Solarenergie | Solaranlage Lohnen sich Solaranlagen für Hausbesitzer?

11. April 2013 | von

Viele Eigenheimbesitzer scheuen die Mühen und die hohen Anschaffungskosten, die mit dem Kauf und dem Einbau einer Solaranlage verbunden sind. Unter Umständen können sich diese aber durchaus lohnen, vor allem in finanzieller Hinsicht.
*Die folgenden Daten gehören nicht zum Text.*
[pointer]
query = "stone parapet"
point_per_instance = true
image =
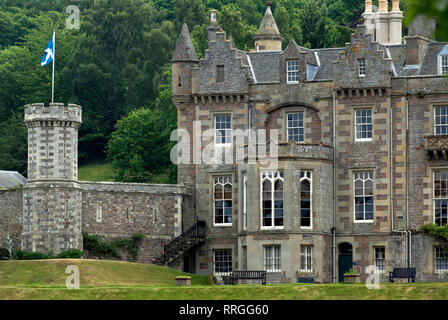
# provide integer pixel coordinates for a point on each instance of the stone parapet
(38, 114)
(176, 189)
Die Bundesregierung hat die Solarförderung im vergangenen Jahr so stark gekürzt wie noch nie seit Beginn der staatlichen Subvention. Nicht gerade ermutigend für Hausbesitzer, die am überlegen sind, ob sie ihr Haus auf Solarenergie umrüsten wollen, schließlich sank die Förderung für Solarstrom um bis zu 20 Prozent. Für große Solarparks wurde die Förderung sogar um bis zu 40 Prozent gekürzt – für sie gibt es dementsprechend nur noch 13,5 Cent je Kilowattstunde Sonnenstrom. Darüber hinaus soll nach der neuen Regelung nur noch 90 Prozent des Stroms zu den garantierten Preisen abgenommen werden, bei Kleinanlagen sind es sogar nur 80 Prozent. Der Rest muss zum Eigenverbrauch verwendet oder zu normalen Strompreisen vermarktet werden.

Allerdings bleiben die günstigen Kredite für den Kauf einer Solaranlage bestehen. Bei Kosten, die gerne in den fünfstelligen Bereich rücken, ist es von großer Bedeutung, auf einen günstigen Kredit zurückgreifen zu können. Spezielle Kredite mit niedrigen Zinsen und einer Laufzeit von 20 Jahren gibt es etwa von der KfW, wobei die meisten Banken mittlerweile ähnliche Kredite anbieten. Aufgrund der staatlichen Einspeisevergütung sind auch ohne Eigenkapital genügend Sicherheiten vorhanden, so dass die hohe Kaufsumme einer Solaranlage in der Regel kein Hindernis darstellt.

Rendite trotz Senkung des Fördersatzes auf 19,5 Cent pro Kilowattstunde?

Preise für Komplettanlagen

Preise für Komplettanlagen laut Branchenverband BSW Solar.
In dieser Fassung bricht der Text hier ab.